Hi everyone,
My flash client has no knowledge about security whatsoever, but it does know
.NET webservices.
It is a flash web2 app developed in flex or laszlo that contacts several
webservices at runtime.
The flash client program does not know about technologies like wsit, fam,
samv2 assertions, liberty-ff etc.
Users using this client program should however be authenticated using
opensso.
Therefore, when contacting a webservice (method) they're not authorized to
contact, they should be redirected to a login page which, after successful
login, hands them a cookie containing encrypted role and principal
information to successfully authenticate to the webservice.
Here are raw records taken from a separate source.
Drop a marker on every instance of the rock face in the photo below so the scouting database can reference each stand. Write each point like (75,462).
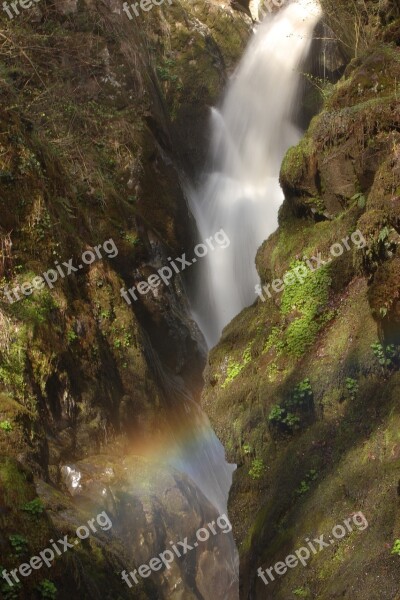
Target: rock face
(303,387)
(95,146)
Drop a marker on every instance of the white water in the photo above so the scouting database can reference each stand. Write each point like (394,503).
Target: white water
(251,133)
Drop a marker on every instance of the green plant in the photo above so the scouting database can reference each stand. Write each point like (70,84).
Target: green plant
(47,590)
(19,544)
(305,484)
(277,414)
(387,356)
(8,592)
(302,395)
(352,387)
(257,468)
(309,299)
(71,335)
(6,426)
(246,449)
(288,415)
(235,368)
(396,547)
(361,201)
(301,593)
(34,507)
This cookie will be fetched by the webservice's wsp agent and the cookie
contained principal and role info will be put in the web tier security
context.
Then this principal info (as with samlv2 assertions) should be propagated to
the EJB tier as well (ejb and web tier on same jvm / glassfish instance).
(See this related post :
http://forums.java.net/jive/thread.jspa?messageID=279765
<
http://forums.java.net/jive/thread.jspa?messageID=279765&tstart=0>
&tstart=0 )
Can this be done? (I mean : using a cookie, or at least, transparently
towards the client).
Assertions are definitely the showstopper here, as my flash program doesn't
assert anything, it even has problems with a soap envelope, if you know what
I mean.
So I need a way to have all authorization in a cookie, being transparent to
the flash (or any other web2) client.
Can this be achieved using an STS? (or any other way using opensso?)
OR (second path of thinking..)
Can I use the wsc agent to do the required assertions/encryption/signing for
my flash program??
Actually, this would even be better because I'd love to have message level
security and reliable messaging.
But then again, has anyone experience doing this already? How is it done?
What I'm trying to accomplish here (and I know I called it "cookie based
authorization" before), could actually better be referred to as being "basic
authorization".
Like in the "basic authentication" we've all used, about ten years ago.
All tips, idea's, comments, partial answers, clues, hints, links, etc. most
welcome.
I'll also share what I've come to know, of course.